Tuesday, May 13, 2014

me first

"If I am not for myself, who will be?
If I am not for others, what am I?
If not now, when?"

My initial reaction tends to be to scoff at the first line.  It sounds like an excuse for selfishness, to me.  I immediately jump to the second, and think how much more important that is, I focus on that and eventually make my way to the third line, only to think.. easier said than done.

I really thought my life would go better than this.  I'm an intelligent person, a compassionate person, and when it comes to doing right by others, even a courageous person.  When it comes to being for myself though, I am a simpleton and a coward.  Not to suggest that I'm without selfishness, so much as that I'm pathologically terrible at it.

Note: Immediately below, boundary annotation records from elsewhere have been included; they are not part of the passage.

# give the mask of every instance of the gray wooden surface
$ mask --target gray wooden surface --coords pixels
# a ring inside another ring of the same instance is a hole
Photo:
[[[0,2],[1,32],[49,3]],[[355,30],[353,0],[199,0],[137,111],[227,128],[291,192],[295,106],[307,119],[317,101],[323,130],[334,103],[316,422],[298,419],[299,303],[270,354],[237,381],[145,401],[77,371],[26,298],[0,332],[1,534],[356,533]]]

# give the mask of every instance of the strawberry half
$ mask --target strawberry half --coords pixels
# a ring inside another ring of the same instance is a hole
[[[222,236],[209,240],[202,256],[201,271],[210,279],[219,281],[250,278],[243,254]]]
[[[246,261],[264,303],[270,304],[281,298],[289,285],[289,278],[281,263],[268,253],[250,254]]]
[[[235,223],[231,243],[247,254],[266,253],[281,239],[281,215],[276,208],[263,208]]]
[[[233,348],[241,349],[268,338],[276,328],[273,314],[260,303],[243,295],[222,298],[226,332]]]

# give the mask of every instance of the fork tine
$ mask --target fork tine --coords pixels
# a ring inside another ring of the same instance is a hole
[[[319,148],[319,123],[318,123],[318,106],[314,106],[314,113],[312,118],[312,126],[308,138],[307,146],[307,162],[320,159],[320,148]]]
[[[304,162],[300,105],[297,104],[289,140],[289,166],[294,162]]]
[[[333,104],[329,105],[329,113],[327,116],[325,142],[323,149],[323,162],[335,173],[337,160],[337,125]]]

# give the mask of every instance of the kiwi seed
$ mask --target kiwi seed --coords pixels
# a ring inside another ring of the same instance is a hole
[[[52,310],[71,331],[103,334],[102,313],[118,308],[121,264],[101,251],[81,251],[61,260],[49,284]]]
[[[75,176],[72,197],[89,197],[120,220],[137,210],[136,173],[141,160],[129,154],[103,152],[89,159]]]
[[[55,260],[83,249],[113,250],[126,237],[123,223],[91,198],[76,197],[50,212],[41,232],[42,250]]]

Maybe I scoff at the idea of prioritizing being for myself because it's foreign to me. I don't know how to live that way.  I don't even know what it should mean to me.  I can't even think of a damn thing I want in life, much of the time.  I'm lonely, I just want to live, but that's about it.

I didn't think it would even matter so much, but sure enough, as I cannot be for myself, nor has anyone else.   I know I'm not supposed to pick this saying apart the way I do.  As I understand it, those three lines are placed together, in that order, for a reason.  Maybe a better reason than I'd been inclined to consider.


sue rouda said...

If Not

If I am not for myself
who is for me?
If I am only for myself
who am I?
If not now
then when?
If not with others
then how?
If not here
then where?

Rabbi Hillel, Adrienne Rich, Dane Kuttler

Joshua Abell said...

"If not with others, then how?"

If this question is intended to be rhetorical, in the same way the others seem to be, the implication is that involvement with others is a vital condition - to which I'm strongly inclined to agree - but it always seems to come back to this. My utter failure to connect with people, society, any sort of community. Even make any friends.

Despite any indications to the contrary, I've never really gotten past that at all.. and whatever's going on with me, in this respect, seems to undermine everything else.

It is good to hear from you, in any case.

sue rouda said...

I am in much the same boat. I am and always have been an outsider. As much as I believe (both theoretically & practically) that relationship and community are essential elements in our lives (especially if we want to enact change), I have always been quite pitiful at it. Still am. But relationship is only meaningful when there is honesty to oneself. For some of us whose beliefs and temperaments run counter to those around us, the isolation can be quite hard. Stay true to yourself.